The Humanity of Shared Retreat Experience

For the past 15 years I’ve been part of our annual Fall Retreat.

This one was way different.

It was online.

For seven days.

I was skeptical.

When I’m doing intensive practice, I need help. I benefit from the rigor, accountability and discipline I only get when I’m in a meditation hall, shoulder-to-shoulder with others.

I doubted this format would work.

I assumed, like me, participants wouldn’t be able to maintain the perseverance required to work through the inevitable resistance and challenges that come up with intensive practice.

I assumed folks would get frustrated, distracted and tune out.

I was wrong.

A meditation retreat is a strange experience of being “alone together.”

By far, this was the most diverse retreat I’ve done.

The community of 200 was truly international, with participants from China, Africa, Europe, North and South America, Israel, Southeast Asia and Australia. It was made up of different ages, races, sexual orientations and identities, political parties and religions.

While each participant I saw in their little box on Zoom through the week was alone and intimately engaged in their personal journey, we also had our traditional practice groups.
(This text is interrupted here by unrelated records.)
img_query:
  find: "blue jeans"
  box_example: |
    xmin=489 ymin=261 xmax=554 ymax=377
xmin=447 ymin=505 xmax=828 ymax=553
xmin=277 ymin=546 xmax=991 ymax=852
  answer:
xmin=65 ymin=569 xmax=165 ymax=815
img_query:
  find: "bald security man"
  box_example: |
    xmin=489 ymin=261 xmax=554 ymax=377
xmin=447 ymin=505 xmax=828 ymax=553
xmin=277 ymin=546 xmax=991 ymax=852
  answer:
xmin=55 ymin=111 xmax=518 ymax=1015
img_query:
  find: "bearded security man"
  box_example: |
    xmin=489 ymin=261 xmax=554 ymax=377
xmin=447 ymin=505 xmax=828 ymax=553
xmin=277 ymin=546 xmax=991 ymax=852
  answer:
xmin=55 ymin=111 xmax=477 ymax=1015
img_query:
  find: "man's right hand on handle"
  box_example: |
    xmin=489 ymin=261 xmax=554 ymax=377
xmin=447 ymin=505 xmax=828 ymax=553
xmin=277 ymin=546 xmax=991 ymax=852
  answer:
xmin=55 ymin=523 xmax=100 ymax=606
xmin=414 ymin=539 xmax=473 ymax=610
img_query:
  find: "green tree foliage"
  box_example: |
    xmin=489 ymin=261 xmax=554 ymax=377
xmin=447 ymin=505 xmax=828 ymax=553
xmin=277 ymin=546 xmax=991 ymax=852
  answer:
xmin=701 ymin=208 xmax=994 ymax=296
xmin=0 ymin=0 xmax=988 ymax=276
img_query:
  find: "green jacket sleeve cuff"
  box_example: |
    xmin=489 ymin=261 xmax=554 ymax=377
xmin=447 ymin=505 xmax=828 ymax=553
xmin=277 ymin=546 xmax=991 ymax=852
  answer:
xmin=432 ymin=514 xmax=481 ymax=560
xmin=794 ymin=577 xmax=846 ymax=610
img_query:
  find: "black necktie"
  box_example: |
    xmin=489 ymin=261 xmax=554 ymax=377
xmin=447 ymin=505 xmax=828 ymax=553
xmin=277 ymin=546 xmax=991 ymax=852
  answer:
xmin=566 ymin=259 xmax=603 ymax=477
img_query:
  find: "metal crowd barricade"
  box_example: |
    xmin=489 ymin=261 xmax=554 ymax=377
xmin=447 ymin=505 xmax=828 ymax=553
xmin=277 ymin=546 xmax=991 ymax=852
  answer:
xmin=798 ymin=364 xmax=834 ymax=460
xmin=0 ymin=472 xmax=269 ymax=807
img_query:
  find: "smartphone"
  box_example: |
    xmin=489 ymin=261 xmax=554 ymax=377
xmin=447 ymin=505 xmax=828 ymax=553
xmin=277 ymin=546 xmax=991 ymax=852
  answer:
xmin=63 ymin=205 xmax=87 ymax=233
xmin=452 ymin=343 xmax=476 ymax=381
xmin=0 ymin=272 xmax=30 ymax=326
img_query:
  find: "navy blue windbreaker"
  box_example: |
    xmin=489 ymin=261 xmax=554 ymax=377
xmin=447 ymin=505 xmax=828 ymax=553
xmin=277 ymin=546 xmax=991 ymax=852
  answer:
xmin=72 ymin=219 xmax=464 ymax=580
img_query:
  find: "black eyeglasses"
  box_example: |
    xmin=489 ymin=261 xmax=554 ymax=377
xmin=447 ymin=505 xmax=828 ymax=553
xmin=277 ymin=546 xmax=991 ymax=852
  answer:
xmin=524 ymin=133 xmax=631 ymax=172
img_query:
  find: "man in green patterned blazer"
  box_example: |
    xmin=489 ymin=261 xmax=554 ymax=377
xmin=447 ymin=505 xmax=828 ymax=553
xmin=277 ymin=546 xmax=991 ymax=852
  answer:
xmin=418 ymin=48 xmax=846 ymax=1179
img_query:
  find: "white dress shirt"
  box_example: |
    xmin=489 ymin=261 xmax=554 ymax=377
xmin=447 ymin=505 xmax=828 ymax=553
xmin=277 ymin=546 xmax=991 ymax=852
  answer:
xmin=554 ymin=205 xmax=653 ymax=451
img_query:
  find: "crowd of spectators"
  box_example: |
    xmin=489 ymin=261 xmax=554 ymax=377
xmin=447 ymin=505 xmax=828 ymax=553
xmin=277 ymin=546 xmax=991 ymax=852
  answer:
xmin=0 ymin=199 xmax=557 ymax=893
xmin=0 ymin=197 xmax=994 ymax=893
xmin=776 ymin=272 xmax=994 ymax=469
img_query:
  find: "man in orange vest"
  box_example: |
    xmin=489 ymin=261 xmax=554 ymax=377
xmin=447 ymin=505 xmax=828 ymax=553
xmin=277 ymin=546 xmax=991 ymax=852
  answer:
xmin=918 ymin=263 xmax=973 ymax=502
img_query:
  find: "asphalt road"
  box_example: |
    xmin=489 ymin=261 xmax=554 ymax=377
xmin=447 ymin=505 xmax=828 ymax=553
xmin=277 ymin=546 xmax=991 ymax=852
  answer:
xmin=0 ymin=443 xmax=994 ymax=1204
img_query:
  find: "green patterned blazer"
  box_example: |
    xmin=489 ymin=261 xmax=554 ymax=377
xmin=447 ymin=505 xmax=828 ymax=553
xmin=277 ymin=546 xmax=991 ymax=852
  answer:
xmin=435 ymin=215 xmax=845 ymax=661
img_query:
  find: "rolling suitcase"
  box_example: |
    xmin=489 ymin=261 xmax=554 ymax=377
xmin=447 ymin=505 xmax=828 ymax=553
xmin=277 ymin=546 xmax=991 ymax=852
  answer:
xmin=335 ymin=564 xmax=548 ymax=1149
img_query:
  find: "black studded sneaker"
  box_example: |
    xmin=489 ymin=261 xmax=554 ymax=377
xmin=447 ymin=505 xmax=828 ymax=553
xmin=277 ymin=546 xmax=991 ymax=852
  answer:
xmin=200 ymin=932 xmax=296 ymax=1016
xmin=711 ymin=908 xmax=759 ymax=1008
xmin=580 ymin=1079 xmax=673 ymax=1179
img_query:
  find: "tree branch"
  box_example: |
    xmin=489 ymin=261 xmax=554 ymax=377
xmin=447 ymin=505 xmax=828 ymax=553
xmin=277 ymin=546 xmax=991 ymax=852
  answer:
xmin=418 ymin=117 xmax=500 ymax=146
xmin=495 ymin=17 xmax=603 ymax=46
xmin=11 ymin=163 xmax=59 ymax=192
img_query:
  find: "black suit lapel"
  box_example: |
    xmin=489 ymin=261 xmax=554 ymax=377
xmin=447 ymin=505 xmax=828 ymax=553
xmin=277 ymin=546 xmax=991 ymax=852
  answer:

These small groups meet throughout the week with teachers to share about challenges, difficulties, insights and observations along the journey.

The humanity of the shared experience blew open my mind and heart.

As each shared of their challenges as well as the awakening of wisdom and loving presence, there seemed to a deepening sense of our shared humanity.

If you’re at all intrigued with trying an online retreat, do give a go.

While there’s something lost in not being together in person, there is so much gained in the accessibility and diversity of being online with a global community.

Plus, you get to sleep in your own bed and if you want, you can do the whole thing in your PJ’s.

Now more than ever we all need to pause.

May you have all you need, internally and externally, to navigate the changes ahead.